Following the assessment, they agreed on a strategy to examine compliance options with a focus on costs, risks, and resource needs. They developed and implemented work plans to obtain compliance by specified dates, and established accountabilities and processes to ensure ongoing compliance.
Presentations to many groups
With more than 8,200 employees spread across four states, Baystate made a significant effort to help people become aware of HIPAA and the activities that would be undertaken. The purpose of administrative simplification under the HIPAA regulations was stated as "improving the efficiency and effectiveness of the health care system by standardizing electronic data interchange for administrative and financial transactions, and enhancing the security and privacy protections over patient information."
Presentations outlining the purpose, project organization, and schedule were made to boards of trustees and the board compliance committee, senior executives, management teams from operating units, the community hospital medical staffs, teaching hospital surgeons and residents, community practice managers, and others.

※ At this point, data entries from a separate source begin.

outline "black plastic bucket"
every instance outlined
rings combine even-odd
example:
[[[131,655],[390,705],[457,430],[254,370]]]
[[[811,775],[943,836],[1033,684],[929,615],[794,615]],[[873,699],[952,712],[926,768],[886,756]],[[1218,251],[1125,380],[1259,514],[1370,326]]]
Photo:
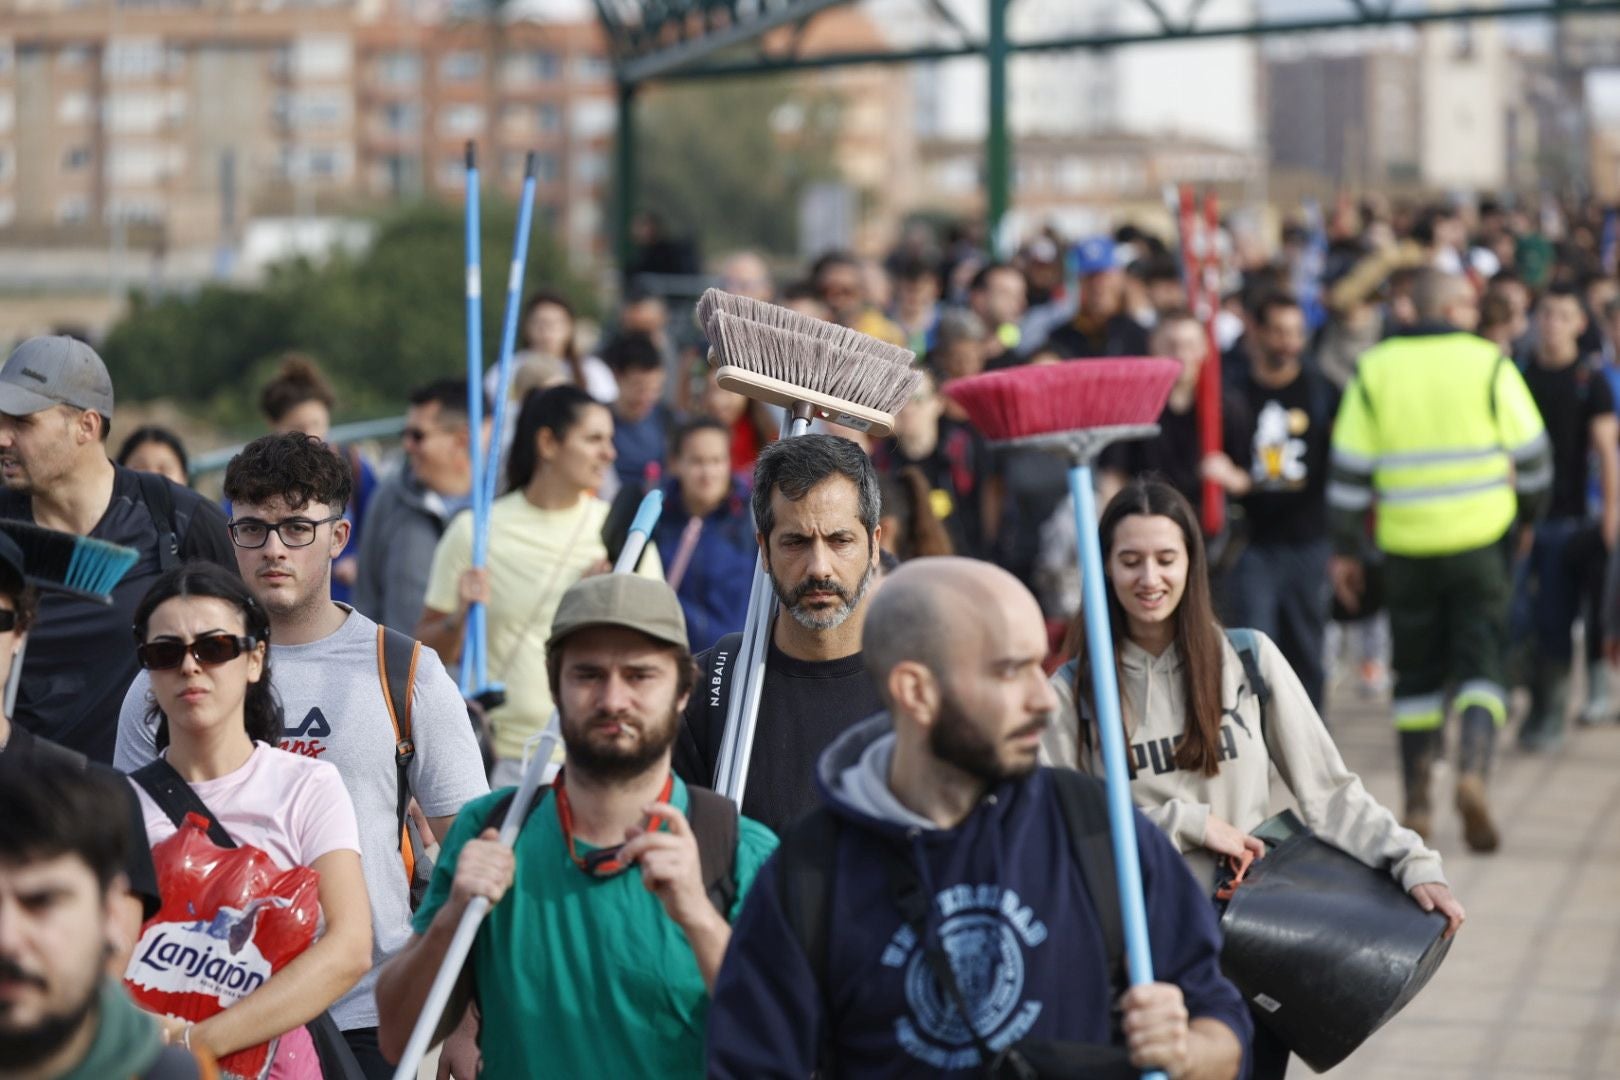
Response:
[[[1221,916],[1221,968],[1259,1021],[1326,1072],[1417,996],[1445,959],[1446,918],[1388,871],[1317,839],[1291,811]]]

Consultants were brought in to train selected Baystate staff in a train-the-trainer approach that saved some money over making total use of consultants. A budget in excess of $1.6 million was set for both capital costs and operating costs related to necessary changes.
DiDonato shared with the Summit audience Baystate’s security and privacy workplans and time charts showing completion dates. He also provided information on the approval process used for needed new privacy policies, and a listing of the policies and communications that were involved.
Training included an initial heads-up session that HIPAA was coming, followed by "HIPAA Lite," Phase I training that included a manager’s guide, handbook for employees, quiz, and videotape. Phase II was specific training on privacy policies, and included a manager’s guide, employee handbook, and use of the system intranet for policies and forms and other resources. Role-playing examples were built into the privacy training.
According to DiDonato, the group planned to assess the situation after its April 14 compliance date to see what had been missed and which procedures were not working as planned. An additional follow-up is scheduled for fall 2003, including compliance reviews by the system privacy workgroup and any necessary modifications or tweaking to policies, procedures, and processes.